Тереза поставила перед стариком кружку и поправила край куньей шубы. Кухарка была тонка в талии и тяжела в бедрах. Ее розовое лицо рассекало пять глубоких морщин: две от ноздрей к подбородку, по одной дугой под каждым глазом и еще черточка на лбу между бровями. Тереза всегда ходила в синем фартуке с большим карманом, с затканными рукавами и в цветастой косынке на голове.
– Совсем вы у меня плохой стали, сударь. Заговариваетесь, мерзните.
– Стар я, что поделаешь.
– Да не прикидывайтесь. Я вас лет пятнадцать знаю, за это время вы нисколечко не изменились. Старость не для вас.
– Спасибо, добрая женщина. Зачем же я, по-твоему, прикидываюсь?
– Да кто вас знает. Сегодня кряхтите, а завтра ноги в руки - в лес. Или на крышу полезете. Сидели вчера на крыше-то?
– Сидел.
– А сегодня в шубу кутаетесь...
Этот непродолжительный спор был прерван перезвоном дверного колокольчика.
– Принесло кого-то в такое ненастье, - проворчала кухарка, направляясь в переднюю.
Но старик со словами "я сам" выскочил из кресла и бросился открывать.

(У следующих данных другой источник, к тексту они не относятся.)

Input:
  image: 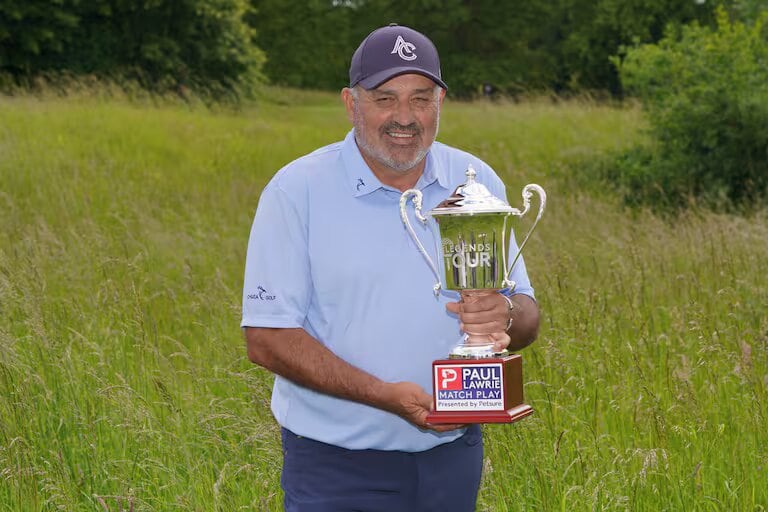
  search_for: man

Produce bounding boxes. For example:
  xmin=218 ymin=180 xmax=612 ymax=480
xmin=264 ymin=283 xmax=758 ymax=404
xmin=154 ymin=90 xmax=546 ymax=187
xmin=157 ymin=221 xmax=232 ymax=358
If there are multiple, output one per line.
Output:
xmin=242 ymin=25 xmax=539 ymax=512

– Ну вот, что я говорила, - крикнула ему вслед Тереза.
– Да спросите, кто там.
И тут же тихо прибавила себе под нос:
– В прочем, вы всегда все наперед угадываете... Или почти все.
Прус поспешно отпер запоры и распахнул дверь. В дом хлынула знобящая сырость и громкий шелест дождя. На пороге стоял человек в промокшем плаще. Прус сделал два шага назад, впуская гостя. Гость вошел и стащил с головы капюшон. Мокрые волосы прилипли к его лицу, на щеках и губах блестели капли".